All I’ve Learned From HGTV Is That No Home Is Good Enough

I know my house would be considered a "before" on my favorite HGTV shows — but I still can't stop watching.

The televisions at my local Y are set permanently to HGTV. Back when staff left the remote in the weight room, Y members drunk with remote-power would flip the station to something inflammatory, usually either MSNBC or Fox, depending on whether they came from in-town Athens or deep-red rest of Georgia. So management decided it was best to pick another channel more likely to redirect members’ rage into something productive, like nice hearty squats. Now it’s all Flip or Flop, Tiny House Hunters, and Texas’s ambassadors to the shiplap industry, Joanna and Chip Gaines, she of the flowing barrel waves and he of the name Chip.

At least when it was Fox news, I could get myself to turn away.

In case you don’t know, Jo and Chip were, until recently, the hosts of HGTV’s Fixer Upper, a show in which everyday Americans buy homes nicer than what the vast majority of the planet’s humans live in so that they can insult the former homeowners who installed perfectly era-appropriate deep-pile carpet, knock down walls between rooms because solitude is terrifying, and take on construction loans that will be paid off a decade after their countertop has become as passé as the Formica one they just ripped out.

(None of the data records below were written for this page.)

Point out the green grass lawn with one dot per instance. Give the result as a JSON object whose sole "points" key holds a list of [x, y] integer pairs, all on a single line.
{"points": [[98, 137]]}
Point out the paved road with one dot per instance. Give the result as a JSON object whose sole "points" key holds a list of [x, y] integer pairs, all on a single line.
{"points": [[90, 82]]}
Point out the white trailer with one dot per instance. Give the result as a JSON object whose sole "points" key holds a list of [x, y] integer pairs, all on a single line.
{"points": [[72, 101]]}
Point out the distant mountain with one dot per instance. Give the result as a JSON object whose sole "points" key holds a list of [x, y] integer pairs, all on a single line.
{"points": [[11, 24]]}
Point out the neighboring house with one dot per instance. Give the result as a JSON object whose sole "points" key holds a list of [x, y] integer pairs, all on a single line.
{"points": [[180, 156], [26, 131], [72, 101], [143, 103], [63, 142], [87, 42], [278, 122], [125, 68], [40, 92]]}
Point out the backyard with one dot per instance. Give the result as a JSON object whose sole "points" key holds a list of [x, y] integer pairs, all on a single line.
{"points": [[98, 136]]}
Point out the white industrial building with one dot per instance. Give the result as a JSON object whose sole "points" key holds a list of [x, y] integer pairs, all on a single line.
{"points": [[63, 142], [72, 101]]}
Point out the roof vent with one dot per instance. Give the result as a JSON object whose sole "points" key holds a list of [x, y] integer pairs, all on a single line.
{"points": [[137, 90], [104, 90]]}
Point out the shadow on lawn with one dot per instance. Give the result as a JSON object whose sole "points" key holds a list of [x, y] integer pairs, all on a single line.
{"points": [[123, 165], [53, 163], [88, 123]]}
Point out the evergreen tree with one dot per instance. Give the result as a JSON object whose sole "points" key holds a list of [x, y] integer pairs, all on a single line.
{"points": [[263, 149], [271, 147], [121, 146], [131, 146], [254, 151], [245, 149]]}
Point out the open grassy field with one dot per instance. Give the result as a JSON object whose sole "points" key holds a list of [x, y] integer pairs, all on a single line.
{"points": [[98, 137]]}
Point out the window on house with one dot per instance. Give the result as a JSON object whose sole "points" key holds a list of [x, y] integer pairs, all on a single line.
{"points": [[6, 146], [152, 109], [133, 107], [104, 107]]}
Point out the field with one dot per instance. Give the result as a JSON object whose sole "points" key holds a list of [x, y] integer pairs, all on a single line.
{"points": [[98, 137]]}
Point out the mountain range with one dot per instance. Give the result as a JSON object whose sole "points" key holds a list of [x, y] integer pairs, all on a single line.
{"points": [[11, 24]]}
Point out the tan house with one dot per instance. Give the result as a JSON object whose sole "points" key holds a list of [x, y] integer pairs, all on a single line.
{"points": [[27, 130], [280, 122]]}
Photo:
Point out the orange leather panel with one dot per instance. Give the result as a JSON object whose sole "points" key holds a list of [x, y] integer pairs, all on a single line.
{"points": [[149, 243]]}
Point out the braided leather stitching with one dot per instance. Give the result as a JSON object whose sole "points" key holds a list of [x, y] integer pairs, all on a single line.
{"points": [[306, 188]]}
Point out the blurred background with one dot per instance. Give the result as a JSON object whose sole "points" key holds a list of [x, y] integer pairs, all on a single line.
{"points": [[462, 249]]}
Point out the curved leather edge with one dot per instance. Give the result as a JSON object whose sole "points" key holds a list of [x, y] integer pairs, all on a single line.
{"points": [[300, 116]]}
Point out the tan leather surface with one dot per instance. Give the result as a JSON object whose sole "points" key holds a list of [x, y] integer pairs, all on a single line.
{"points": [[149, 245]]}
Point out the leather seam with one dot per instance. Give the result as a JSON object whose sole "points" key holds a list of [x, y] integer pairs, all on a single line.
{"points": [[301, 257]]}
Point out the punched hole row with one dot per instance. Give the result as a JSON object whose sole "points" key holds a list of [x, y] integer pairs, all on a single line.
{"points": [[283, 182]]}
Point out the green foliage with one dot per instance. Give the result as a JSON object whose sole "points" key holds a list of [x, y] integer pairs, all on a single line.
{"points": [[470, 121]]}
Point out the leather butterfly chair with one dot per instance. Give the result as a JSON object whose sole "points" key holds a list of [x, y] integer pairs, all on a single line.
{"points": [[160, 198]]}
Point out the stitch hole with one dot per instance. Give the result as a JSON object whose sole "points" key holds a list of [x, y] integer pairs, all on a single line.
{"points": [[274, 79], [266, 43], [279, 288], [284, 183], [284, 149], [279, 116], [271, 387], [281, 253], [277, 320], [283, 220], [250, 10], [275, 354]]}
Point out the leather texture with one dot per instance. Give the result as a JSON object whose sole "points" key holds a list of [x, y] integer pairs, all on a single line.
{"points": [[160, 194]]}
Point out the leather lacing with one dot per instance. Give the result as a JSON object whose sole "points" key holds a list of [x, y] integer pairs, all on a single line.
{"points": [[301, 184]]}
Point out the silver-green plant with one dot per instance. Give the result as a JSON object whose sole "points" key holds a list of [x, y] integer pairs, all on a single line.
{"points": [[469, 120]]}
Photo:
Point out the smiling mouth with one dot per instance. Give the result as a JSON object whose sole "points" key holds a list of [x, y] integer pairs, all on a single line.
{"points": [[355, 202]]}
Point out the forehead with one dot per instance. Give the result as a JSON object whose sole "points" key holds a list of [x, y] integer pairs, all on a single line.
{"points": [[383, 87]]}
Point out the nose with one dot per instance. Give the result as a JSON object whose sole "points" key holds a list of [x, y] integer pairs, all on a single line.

The Gaines may be retiring from television, but I’d bet money that the heads of HGTV, mourning the loss of their most reliable fixture, will rerun every episode of Fixer Upper until their freshly remodeled houses age into tomorrow’s outdated monstrosities. And if not, there are plenty of other sources out there to make the place you lay your head feel inferior: interior design websites like Houzz; home improvement blogs with doe-eyed fraternal twins plucked straight from the set of Gattaca; Pinteresters who manipulate digital shots of their bathrooms in post-edit to achieve a soft, inviting alabaster seldom found in nature and even more rarely in suburban powder rooms. Together, they’ve moved the baseline of tasteful so high that I’m struggling to not believe — as I look around my water- and airtight home in a safe neighborhood with its own listserv — that maybe I’m not really doing as okay as I thought I was.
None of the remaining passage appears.